Refactor GeoTIFF Phase 4: complete metadata finalization centralization#2232
Merged
Conversation
Closes #2227 (part of #2211). * Add optional pixels_present kwarg to _finalize_lazy_read_attrs so the eager VRT path can stamp nodata_pixels_present through the shared finalization helper instead of writing it after the call. The default keeps the dask lazy contract from issue #2135. * Drop stale _populate_attrs_from_geo_info, _set_nodata_attrs, and _validate_read_geo_info imports from _backends/gpu.py.

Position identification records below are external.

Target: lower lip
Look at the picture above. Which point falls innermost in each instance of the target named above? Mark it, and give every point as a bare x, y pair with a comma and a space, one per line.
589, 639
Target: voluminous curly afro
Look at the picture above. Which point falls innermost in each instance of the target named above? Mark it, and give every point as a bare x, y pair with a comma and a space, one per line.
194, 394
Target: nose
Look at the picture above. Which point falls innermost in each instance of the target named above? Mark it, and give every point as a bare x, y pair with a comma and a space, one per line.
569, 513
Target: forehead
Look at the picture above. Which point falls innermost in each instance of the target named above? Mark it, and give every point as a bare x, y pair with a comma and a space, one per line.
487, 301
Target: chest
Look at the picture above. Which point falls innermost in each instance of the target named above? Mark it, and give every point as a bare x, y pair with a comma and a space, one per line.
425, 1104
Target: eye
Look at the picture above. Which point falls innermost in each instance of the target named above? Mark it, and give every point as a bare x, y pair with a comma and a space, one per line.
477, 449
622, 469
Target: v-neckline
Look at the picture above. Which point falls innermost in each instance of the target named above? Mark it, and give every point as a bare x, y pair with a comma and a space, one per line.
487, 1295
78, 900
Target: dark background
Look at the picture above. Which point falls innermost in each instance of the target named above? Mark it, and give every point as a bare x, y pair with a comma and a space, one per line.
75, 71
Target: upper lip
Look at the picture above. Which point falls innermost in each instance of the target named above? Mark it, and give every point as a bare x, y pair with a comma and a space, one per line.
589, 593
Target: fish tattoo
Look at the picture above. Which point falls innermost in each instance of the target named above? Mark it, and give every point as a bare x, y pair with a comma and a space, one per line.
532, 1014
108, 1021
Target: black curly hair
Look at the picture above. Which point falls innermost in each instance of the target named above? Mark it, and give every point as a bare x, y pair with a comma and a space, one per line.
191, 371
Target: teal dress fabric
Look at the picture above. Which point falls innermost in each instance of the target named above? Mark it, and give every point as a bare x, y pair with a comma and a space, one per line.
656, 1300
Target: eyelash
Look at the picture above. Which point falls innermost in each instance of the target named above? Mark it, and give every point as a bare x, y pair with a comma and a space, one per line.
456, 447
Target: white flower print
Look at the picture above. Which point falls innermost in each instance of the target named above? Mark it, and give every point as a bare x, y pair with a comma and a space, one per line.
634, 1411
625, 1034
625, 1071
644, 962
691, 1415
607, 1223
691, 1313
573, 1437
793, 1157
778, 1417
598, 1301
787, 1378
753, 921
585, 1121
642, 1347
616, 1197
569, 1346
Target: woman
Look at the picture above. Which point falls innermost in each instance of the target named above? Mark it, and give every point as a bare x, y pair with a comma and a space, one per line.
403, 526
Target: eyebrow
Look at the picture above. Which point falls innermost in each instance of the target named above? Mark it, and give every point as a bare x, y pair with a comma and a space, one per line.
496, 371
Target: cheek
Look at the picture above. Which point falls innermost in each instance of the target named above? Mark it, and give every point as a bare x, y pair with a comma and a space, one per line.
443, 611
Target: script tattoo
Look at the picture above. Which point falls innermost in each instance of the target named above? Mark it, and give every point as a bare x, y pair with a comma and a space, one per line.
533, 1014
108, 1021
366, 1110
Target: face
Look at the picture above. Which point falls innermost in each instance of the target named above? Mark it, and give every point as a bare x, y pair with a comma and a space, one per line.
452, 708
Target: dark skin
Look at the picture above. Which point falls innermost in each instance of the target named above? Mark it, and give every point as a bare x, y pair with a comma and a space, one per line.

The GPU paths now route every attrs write through _finalize_eager_read or _finalize_lazy_read_attrs and never call those lower-level helpers directly. * Add test_attrs_finalization_parity_2211.py, a table-driven attrs parity test comparing eager numpy, dask+numpy, GPU (when available), dask+GPU (when available), and VRT for four fixture shapes. Backend-specific keys are carved out in one named frozenset.
brendancol
commented
May 21, 2026
Contributor
Author
brendancol
left a comment
There was a problem hiding this comment.
PR Review: GeoTIFF Phase 4 attrs finalization centralization
Blockers
None.
Suggestions
-
xrspatial/geotiff/tests/test_attrs_finalization_parity_2211.py:19— docstring still says "MinIsWhite photometric" but the fixture was renamed touint8_no_nodata. Either restore MinIsWhite coverage or update the description to match the actual fixture. -
xrspatial/geotiff/_attrs.py:1356— the newpixels_presentkwarg has no direct unit test intest_finalization_helpers_2162.py. The lazy "pixels_present absent by default" assertions stay green, but a positive test (passpixels_present=True/False, check the attr lands) would prevent a future regression where the kwarg silently stops being threaded through to_set_nodata_attrs. The parity test covers it transitively via VRT, which is OK but indirect.
Nits
-
test_attrs_finalization_parity_2211.py:122—_attrs_closedeclaresrtolas a parameter but only consults it inside thetransformbranch. Either drop the parameter or apply it to every numeric key for consistency. The docstring says "all other keys must match exactly" so dropping it is the cleaner option. -
test_attrs_finalization_parity_2211.py:67-70— the 3-D dims branch (['y', 'x', 'band']) in_coord_arrayis dead code since none of the fixtures pass 3-D arrays. Either drop the branch or add a multi-band fixture. -
test_attrs_finalization_parity_2211.py:259—_open_vrtcallsopen_geotiff(path)to seed the VRT XML. A silent drift inopen_geotiffwould propagate into the VRT helper and only surface as a VRT-vs-dask divergence rather than a clean failure. Reading the values from the source DataArray that_write_*returns (or accepting them as parameters) would isolate the VRT path from the eager path.
What looks good
- The diff is exactly what #2227 called for: one new kwarg with a backward-compatible default, one inline write removed, three stale imports cleaned up.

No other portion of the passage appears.